The difference between a backtest and live trading is that nothing ever goes wrong on a backtest. If a strategy traded correctly for EURUSD in 2011 yesterday, you know that the same test will work properly today.
The backtester is not designed nor is it able to catch the types of problems that occur in live trading. I made an effort to list common issues by platform and to detail the most common solutions.
MetaTrader
Most older EAs attached stops or take profits to its orders. The NFA rules from around 2009 require all forex trades to enter without any exit conditions attached.
The rule created a nightmare for US MT4 brokers. They were forced to go back, modify MetaTrader and disallow tickets with a stop or limit.
The solution is to confirm correct execution of a trade. Once the trade enters, only then should the expert advisor attempt to add the stop or take profit.
The rule is unfortunate as it requires additional communication time. The process slows order execution, which can cause the trade context is busy error.
Our Expert Advisor Programming Template
Kamal O. asked on Friday about the words RETRYCOUNT and RETRYDELAY in our EA template code. Those 2 words are critical for maintaining code that handles all possible situations, or at least 99.9% of them.
We set them by default to 10 attempts and 1,000 milliseconds, respectively. That is, an order will attempt to order up to 10 separate times. Each attempt will wait at least 1,000 milliseconds (1 second) before making another attempt.

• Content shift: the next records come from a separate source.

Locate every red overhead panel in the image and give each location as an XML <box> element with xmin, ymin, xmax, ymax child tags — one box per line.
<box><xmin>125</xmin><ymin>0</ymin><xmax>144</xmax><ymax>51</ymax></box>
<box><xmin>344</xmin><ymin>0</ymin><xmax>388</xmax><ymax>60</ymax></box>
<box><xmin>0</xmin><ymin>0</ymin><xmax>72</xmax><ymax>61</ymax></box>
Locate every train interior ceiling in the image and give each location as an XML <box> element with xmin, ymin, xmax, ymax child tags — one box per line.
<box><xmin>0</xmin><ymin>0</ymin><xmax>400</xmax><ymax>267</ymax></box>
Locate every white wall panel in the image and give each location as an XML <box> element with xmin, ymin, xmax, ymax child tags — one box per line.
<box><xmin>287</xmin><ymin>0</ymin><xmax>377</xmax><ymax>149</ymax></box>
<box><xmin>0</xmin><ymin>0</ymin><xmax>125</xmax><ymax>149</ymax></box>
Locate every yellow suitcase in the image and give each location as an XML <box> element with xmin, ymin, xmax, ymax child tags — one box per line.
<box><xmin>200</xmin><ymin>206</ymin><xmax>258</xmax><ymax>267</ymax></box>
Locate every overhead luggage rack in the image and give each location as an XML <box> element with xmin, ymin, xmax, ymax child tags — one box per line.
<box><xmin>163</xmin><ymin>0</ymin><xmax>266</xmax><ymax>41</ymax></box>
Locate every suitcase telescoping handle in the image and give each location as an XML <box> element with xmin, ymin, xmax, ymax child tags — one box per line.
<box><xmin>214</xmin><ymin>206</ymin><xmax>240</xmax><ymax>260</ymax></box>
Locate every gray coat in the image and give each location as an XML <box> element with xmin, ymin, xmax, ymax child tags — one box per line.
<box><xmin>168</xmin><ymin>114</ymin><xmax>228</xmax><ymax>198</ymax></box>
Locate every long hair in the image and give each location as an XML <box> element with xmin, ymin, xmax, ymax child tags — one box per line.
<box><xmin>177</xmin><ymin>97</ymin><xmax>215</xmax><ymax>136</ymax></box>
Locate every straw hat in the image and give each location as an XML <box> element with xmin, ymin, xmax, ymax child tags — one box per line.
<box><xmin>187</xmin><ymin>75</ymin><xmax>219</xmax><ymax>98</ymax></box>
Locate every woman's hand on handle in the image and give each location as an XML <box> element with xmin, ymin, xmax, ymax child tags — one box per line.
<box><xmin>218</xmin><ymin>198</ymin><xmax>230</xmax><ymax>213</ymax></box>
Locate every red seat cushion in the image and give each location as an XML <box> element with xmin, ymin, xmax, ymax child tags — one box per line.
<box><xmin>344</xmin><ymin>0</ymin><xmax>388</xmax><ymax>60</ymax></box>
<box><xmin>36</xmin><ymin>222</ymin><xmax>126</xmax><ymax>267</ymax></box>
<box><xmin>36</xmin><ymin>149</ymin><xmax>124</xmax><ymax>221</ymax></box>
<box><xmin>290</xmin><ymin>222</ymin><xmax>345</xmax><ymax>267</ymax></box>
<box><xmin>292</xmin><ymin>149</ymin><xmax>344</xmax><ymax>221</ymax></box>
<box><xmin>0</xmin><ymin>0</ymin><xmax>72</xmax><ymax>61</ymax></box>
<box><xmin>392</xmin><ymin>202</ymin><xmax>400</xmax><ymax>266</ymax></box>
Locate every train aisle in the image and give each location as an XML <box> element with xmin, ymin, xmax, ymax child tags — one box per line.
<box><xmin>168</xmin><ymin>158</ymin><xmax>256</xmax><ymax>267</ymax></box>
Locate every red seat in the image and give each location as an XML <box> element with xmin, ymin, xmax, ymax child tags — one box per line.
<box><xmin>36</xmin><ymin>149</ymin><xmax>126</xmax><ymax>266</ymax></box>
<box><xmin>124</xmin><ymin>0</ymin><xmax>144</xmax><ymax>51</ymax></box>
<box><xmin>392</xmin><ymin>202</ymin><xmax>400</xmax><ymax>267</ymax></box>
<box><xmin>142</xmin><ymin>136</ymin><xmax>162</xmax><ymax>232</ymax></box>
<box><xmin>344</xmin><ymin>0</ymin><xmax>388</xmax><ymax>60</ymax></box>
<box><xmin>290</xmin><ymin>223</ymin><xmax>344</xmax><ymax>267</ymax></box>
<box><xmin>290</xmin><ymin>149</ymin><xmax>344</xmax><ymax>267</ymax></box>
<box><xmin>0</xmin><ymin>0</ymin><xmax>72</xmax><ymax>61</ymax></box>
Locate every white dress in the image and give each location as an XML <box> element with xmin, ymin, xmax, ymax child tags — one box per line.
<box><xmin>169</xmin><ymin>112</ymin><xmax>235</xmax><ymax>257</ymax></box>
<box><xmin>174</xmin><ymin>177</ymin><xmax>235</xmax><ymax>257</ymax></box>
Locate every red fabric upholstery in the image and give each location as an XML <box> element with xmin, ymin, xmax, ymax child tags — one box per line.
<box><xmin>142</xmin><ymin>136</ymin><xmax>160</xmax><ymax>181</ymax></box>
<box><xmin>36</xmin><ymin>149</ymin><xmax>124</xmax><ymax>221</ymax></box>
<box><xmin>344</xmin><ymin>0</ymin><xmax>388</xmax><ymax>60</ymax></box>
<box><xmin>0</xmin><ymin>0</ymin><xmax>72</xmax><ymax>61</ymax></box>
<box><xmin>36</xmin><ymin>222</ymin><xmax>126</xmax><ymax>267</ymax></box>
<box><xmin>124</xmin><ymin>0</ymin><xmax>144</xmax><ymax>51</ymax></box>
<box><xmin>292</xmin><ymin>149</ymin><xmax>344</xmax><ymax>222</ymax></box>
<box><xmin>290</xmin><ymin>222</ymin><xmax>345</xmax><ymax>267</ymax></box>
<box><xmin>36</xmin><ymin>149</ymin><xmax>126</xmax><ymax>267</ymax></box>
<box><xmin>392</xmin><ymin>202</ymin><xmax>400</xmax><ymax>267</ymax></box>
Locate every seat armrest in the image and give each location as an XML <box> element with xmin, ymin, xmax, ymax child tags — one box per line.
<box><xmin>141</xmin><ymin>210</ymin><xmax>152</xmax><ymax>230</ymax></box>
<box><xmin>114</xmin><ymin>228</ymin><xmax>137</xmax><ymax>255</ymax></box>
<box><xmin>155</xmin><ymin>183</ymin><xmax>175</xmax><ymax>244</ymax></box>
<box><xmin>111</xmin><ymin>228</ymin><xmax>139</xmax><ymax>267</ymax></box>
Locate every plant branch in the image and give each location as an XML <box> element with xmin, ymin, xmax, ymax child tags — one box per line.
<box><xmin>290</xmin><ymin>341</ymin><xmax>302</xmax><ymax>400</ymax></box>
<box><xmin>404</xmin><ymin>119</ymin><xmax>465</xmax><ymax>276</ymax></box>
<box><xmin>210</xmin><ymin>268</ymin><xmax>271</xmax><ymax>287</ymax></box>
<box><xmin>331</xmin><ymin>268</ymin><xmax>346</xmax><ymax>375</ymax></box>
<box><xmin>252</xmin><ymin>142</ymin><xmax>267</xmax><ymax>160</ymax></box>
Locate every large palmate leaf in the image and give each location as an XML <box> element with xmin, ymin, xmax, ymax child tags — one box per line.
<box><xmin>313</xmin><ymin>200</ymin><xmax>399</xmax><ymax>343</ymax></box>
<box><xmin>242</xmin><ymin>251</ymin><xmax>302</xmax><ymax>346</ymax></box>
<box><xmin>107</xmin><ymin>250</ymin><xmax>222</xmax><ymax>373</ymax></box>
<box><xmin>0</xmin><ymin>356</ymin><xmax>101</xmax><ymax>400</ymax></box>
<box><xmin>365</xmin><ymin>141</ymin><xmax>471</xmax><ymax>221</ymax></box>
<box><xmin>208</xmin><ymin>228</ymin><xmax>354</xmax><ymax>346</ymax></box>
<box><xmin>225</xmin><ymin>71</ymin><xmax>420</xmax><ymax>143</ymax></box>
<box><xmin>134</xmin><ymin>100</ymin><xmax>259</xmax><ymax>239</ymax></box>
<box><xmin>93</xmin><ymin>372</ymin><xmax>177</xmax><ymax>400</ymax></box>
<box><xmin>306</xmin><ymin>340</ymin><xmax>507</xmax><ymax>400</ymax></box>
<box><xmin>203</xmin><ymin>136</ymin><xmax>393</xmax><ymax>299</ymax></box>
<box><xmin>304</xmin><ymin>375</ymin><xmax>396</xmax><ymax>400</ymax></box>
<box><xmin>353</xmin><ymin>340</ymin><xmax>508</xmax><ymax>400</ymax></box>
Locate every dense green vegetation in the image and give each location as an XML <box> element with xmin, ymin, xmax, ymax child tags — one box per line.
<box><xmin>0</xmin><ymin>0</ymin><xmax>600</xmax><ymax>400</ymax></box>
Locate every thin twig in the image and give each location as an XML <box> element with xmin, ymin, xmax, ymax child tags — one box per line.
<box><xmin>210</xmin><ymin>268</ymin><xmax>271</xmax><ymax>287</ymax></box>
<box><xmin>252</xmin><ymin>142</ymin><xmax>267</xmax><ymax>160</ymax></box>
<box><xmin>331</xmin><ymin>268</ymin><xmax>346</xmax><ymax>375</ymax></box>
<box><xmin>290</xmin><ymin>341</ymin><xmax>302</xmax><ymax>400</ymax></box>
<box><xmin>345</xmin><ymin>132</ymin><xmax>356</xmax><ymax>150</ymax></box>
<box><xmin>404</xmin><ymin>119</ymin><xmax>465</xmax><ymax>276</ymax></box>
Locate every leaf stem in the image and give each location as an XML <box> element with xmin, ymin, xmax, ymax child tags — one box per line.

In between attempts, we also check to see if the trade context is busy. If it is not, then we proceed. Otherwise, the code waits for an opportunity to submit the new order up to the specified maximum.
The same retry ad wait logic also applies to submitting stop losses and take profits. One of the most horrifying real world events that a trader can discover is an open trade with no exit conditions attached. Such things really do happen.
The same retry logic is in place in our template code to dramatically reduce the chance of that occurring. We do this for every expert advisor that we program. If you have an expert advisor that does not include retry logic, then contact us about making your EA’s source code more robust.
NinjaTrader
NinjaTrader largely handles errors and problems for the programmer. However, there are common situations where NinjaTrader’s solution frustrates the user. Disabling strategies and closing all trades whenever an overfill occurs comes to mind.
Anything but the simplest trading strategies are better handled using an unmanaged approach. Managed approaches using pending orders will almost always create a need for rewriting a strategy.
One of the most common reasons NinjaTrader users contract us relates to something going wrong with their live trading. The best way to avoid programming something twice is by making the code ready for real world trading on the first attempt.